Run it and the transform's fields flow straight into the next steps:

$ orchstep run calc
  Step: aggregate
  [ok] aggregate
  Step: report
count=4 total=44 big=2 avg=11
  [ok] report
  Step: gate
high volume
  [ok] gate
Result: success

Notice the division of labour: the transform does the computation in JavaScript, the report step does the interpolation in a Go template, and the gate does the decision back in JavaScript. Each language doing the thing it's good at.

The VM ships with helpers so the common cases don't need a library: utils.sum, utils.avg, utils.unique, utils.flatten, and utils.parseJSON / utils.stringifyJSON for chewing through an API response without jq in the loop.

Try any expression instantly with eval

The fastest way to learn the rules is orchstep eval.

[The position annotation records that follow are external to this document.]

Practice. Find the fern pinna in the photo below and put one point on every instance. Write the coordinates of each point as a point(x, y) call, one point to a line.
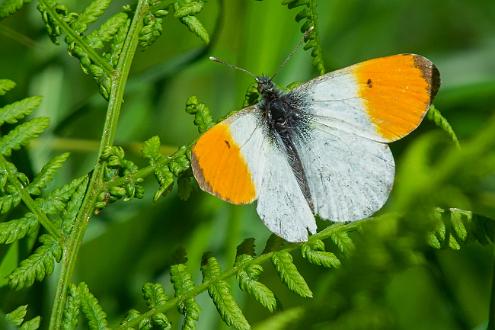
point(51, 220)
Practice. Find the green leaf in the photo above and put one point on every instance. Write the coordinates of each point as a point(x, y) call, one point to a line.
point(107, 31)
point(248, 282)
point(182, 280)
point(155, 296)
point(73, 205)
point(17, 316)
point(6, 85)
point(9, 7)
point(97, 319)
point(71, 311)
point(22, 134)
point(38, 265)
point(282, 260)
point(436, 116)
point(13, 112)
point(46, 174)
point(202, 115)
point(8, 202)
point(343, 242)
point(92, 12)
point(222, 297)
point(314, 252)
point(151, 151)
point(14, 230)
point(32, 324)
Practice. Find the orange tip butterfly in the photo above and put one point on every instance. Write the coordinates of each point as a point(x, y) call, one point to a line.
point(320, 149)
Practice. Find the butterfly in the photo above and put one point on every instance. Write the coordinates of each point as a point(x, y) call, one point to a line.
point(319, 149)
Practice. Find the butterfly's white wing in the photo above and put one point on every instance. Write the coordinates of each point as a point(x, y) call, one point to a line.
point(349, 177)
point(382, 99)
point(237, 161)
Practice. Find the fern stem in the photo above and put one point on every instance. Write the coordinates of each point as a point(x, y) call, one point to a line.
point(26, 198)
point(236, 269)
point(83, 44)
point(491, 312)
point(119, 79)
point(318, 51)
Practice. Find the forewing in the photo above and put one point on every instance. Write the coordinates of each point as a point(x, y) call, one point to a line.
point(220, 157)
point(382, 99)
point(349, 176)
point(238, 161)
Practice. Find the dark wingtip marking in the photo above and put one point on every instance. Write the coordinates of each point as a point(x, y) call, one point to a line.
point(430, 73)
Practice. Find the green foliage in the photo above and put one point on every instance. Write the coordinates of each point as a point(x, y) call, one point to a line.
point(202, 115)
point(436, 116)
point(13, 230)
point(165, 169)
point(183, 284)
point(186, 11)
point(97, 319)
point(282, 260)
point(38, 265)
point(221, 295)
point(307, 14)
point(314, 252)
point(72, 309)
point(455, 227)
point(17, 318)
point(9, 7)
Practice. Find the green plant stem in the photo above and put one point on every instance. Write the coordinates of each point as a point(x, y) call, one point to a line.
point(491, 311)
point(119, 79)
point(68, 31)
point(26, 198)
point(236, 269)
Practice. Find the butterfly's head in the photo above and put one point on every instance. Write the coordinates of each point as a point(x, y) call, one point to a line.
point(266, 87)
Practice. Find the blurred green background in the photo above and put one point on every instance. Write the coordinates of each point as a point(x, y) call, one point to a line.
point(134, 242)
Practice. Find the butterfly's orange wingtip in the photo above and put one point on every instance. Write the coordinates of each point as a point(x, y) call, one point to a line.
point(220, 168)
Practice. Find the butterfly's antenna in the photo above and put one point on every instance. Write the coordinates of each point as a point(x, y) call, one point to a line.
point(232, 66)
point(294, 50)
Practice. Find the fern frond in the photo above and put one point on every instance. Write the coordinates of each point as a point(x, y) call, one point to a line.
point(73, 205)
point(9, 7)
point(32, 324)
point(222, 297)
point(22, 134)
point(436, 117)
point(71, 311)
point(308, 15)
point(97, 319)
point(56, 200)
point(152, 24)
point(154, 295)
point(38, 265)
point(343, 242)
point(248, 282)
point(90, 14)
point(17, 316)
point(6, 85)
point(201, 112)
point(182, 280)
point(46, 174)
point(8, 202)
point(455, 227)
point(13, 112)
point(282, 260)
point(14, 230)
point(186, 11)
point(165, 169)
point(107, 31)
point(314, 251)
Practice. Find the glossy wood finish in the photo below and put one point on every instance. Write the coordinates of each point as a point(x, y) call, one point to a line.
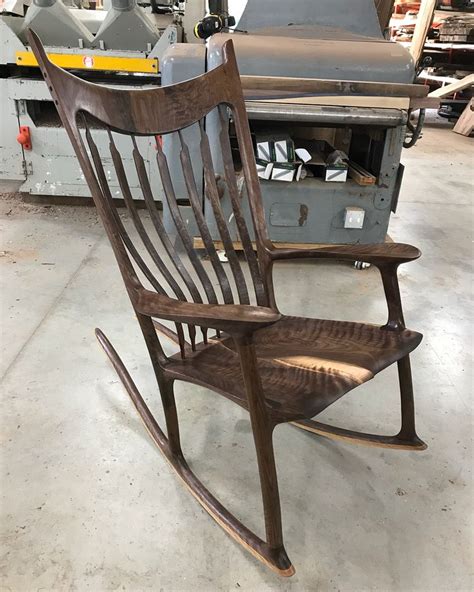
point(230, 335)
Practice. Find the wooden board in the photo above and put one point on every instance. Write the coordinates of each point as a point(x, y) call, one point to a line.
point(465, 124)
point(199, 244)
point(347, 101)
point(332, 87)
point(423, 23)
point(450, 89)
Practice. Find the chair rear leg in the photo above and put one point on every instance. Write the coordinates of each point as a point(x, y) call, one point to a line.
point(272, 555)
point(171, 415)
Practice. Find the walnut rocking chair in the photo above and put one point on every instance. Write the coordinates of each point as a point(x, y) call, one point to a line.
point(280, 369)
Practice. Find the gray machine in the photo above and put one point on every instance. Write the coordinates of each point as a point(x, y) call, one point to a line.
point(321, 39)
point(123, 45)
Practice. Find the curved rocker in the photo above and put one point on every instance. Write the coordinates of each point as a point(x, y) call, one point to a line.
point(274, 558)
point(336, 433)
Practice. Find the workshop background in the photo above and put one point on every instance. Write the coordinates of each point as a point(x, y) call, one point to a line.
point(364, 137)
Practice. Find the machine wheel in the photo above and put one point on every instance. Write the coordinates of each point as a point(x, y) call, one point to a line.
point(361, 265)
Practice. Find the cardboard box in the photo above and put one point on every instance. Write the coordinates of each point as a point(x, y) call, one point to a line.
point(284, 150)
point(286, 171)
point(266, 150)
point(264, 168)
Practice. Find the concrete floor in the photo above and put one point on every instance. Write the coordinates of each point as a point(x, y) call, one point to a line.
point(89, 504)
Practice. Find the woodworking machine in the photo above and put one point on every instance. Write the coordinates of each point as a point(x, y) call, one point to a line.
point(122, 45)
point(312, 39)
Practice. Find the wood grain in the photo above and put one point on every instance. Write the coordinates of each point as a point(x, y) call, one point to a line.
point(280, 369)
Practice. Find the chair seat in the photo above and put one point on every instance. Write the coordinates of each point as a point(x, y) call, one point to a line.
point(305, 364)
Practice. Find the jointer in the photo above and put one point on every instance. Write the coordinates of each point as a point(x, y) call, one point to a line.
point(313, 71)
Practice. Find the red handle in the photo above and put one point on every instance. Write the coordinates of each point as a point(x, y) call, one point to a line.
point(24, 137)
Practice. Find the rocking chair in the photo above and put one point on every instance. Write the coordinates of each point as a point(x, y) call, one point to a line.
point(279, 368)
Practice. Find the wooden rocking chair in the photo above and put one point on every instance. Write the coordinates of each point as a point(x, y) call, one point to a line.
point(279, 368)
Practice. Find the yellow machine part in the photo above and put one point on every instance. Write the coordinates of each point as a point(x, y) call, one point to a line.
point(70, 61)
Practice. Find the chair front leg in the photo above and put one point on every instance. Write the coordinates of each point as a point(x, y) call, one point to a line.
point(407, 431)
point(262, 427)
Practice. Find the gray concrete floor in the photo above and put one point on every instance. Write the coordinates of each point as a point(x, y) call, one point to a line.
point(89, 504)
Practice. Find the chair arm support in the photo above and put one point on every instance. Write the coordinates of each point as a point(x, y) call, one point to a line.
point(376, 254)
point(386, 256)
point(235, 319)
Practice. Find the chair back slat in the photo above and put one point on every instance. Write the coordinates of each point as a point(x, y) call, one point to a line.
point(235, 197)
point(212, 193)
point(133, 123)
point(181, 226)
point(152, 208)
point(196, 205)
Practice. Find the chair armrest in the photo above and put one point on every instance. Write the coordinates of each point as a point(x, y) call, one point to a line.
point(378, 254)
point(235, 319)
point(386, 256)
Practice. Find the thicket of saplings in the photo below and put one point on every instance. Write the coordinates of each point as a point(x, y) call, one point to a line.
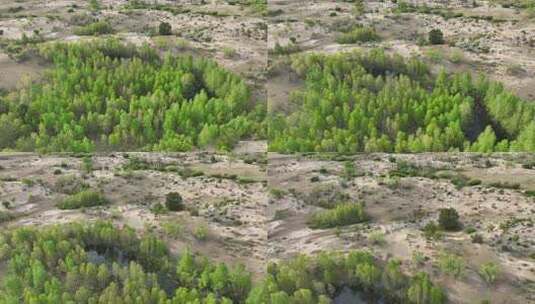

It runs an expression against a real workflow context through the exact same engine code paths — no steps executed:

$ orchstep eval 'Number(vars.orders) >= Number(vars.min)'
false
$ orchstep eval '"healthy".includes("health")'
true
$ orchstep eval --var orders=99 'Number(vars.orders) * 2'
198
$ orchstep eval '{{ gt vars.orders 1 }}'
true

That last line is the Go template, evaluated the same way. eval with no argument drops you into an interactive REPL. It's the difference between guessing whether Number() is needed and knowing in under a second.

What you gained

TaskGo templateJavaScript
and / or / not{{ and a b }}, {{ not a }}a && b, !a
numeric compare{{ gt vars.n 5 }}Number(vars.n) > 5
substring{{ contains "ok" vars.msg }}vars.msg.includes("ok")
filter a listpainfularr.filter(fn)
sum / dedupepainfulutils.sum, utils.unique
build a string{{ vars.a }}-{{ vars.b }}(use a template)

Where templates still win

Don't reach for JavaScript to build text. Interpolating into a do: command, producing an outputs: value, piping a regex match out of step output ({{ result.output | regexFind ... }}) — that's all cleaner as a Go template, and transform bodies aren't template-rendered anyway, so a literal {{ }} inside one stays literal. The rule of thumb: logic in JavaScript, strings in templates. And remember the sandbox is pure computation — no require, no filesystem, no network. I/O belongs in a shell or http step.

Where to go next

Open orchstep eval and paste in the gnarliest condition from your current workflow. If it reads better as JavaScript, it probably is.